I'll pick it up, thanks!
@sunshowers see also https://github.com/oxidecomputer/omicron/issues/6090#issuecomment-2229509411
@davepacheco thanks -- the first one can be done easily enough I hope, but does the second one need optimistic concurrency/a generation number? If so, then we should just implement that.
I think it already has that, just using a generation number that's made up? The "adopt_generation" was intended to be bumped whenever a takeover happens, but we haven't implemented that.
I'm not sure it's worth implementing a case we can't have in production and so can't test.
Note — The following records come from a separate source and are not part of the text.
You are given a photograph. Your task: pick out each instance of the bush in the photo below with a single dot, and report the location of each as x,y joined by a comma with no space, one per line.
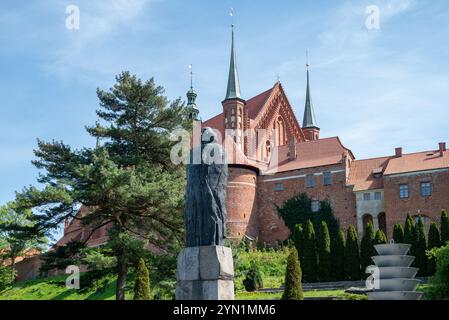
420,248
338,257
439,283
366,248
324,253
352,258
293,278
310,262
380,238
444,227
398,233
253,280
434,242
142,284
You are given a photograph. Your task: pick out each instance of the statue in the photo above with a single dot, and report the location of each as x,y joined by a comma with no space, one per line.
205,208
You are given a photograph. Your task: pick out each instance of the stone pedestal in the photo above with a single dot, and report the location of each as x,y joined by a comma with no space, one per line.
205,273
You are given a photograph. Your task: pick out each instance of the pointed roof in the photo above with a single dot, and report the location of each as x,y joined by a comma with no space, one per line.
233,90
309,120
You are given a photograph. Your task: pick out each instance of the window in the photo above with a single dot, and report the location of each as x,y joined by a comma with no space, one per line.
279,187
316,205
310,181
403,191
327,178
425,189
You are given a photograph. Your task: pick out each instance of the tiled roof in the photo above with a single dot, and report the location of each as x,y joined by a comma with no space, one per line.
316,153
421,161
361,173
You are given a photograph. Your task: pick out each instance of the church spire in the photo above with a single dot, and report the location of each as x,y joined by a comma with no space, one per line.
309,125
233,91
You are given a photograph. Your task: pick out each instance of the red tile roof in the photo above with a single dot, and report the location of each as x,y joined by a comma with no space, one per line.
361,173
421,161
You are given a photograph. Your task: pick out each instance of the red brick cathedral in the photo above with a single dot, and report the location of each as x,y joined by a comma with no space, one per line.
379,190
What would we do if the OCC update fails for some reason?
Grepped through omicron for "2416" and didn't see any other results, so I think this is done for real now.
Related: oxidecomputer/steno#302. I hit this because in my PR had I broken things so that this retry loop continued hitting a permanent error:
00:19:42.794Z ERRO c39c0c31-e34e-4b77-9616-2a0bf956f9b6 (ServerContext): client error while updating saga state (likely requires operator intervention), retrying anyway
call_count = 12
error = Invalid Request: failed to update saga SagaId(9879e3fd-ae9b-4d3d-b960-2b8c3227f3b2) with state Done: preconditions not met: expected current_sec = c39c0c31-e34e-4b77-9616-2a0bf956f9b6, adopt_generation = Generation(Generation(1)), but found current_sec = Some(c39c0c31-e34e-4b77-9616-2a0bf956f9b6), adopt_generation = Generation(Generation(2)), state = SagaCachedState(Running)
file = nexus/db-queries/src/db/sec_store.rs:147
new_state = done
saga_id = 9879e3fd-ae9b-4d3d-b960-2b8c3227f3b2
total_duration = 612.261975772s
During that time, I couldn't list sagas. My guess is that other sagas couldn't complete, either. I think Nexus is doing nothing wrong and that Steno ought to behave better here but I figured I'd mention it here so folks were aware.
Nexus SEC operations currently panic if they fail: https://github.com/oxidecomputer/omicron/blob/cb3d713a6ec7d1515bce61c6073dd460ac6b9f87/nexus/src/db/sec_store.rs#L63-L65
They should use a retry loop instead. I think this should be pretty straightforward as long as we're willing to block saga progress on CockroachDB coming back (which it seems like we should).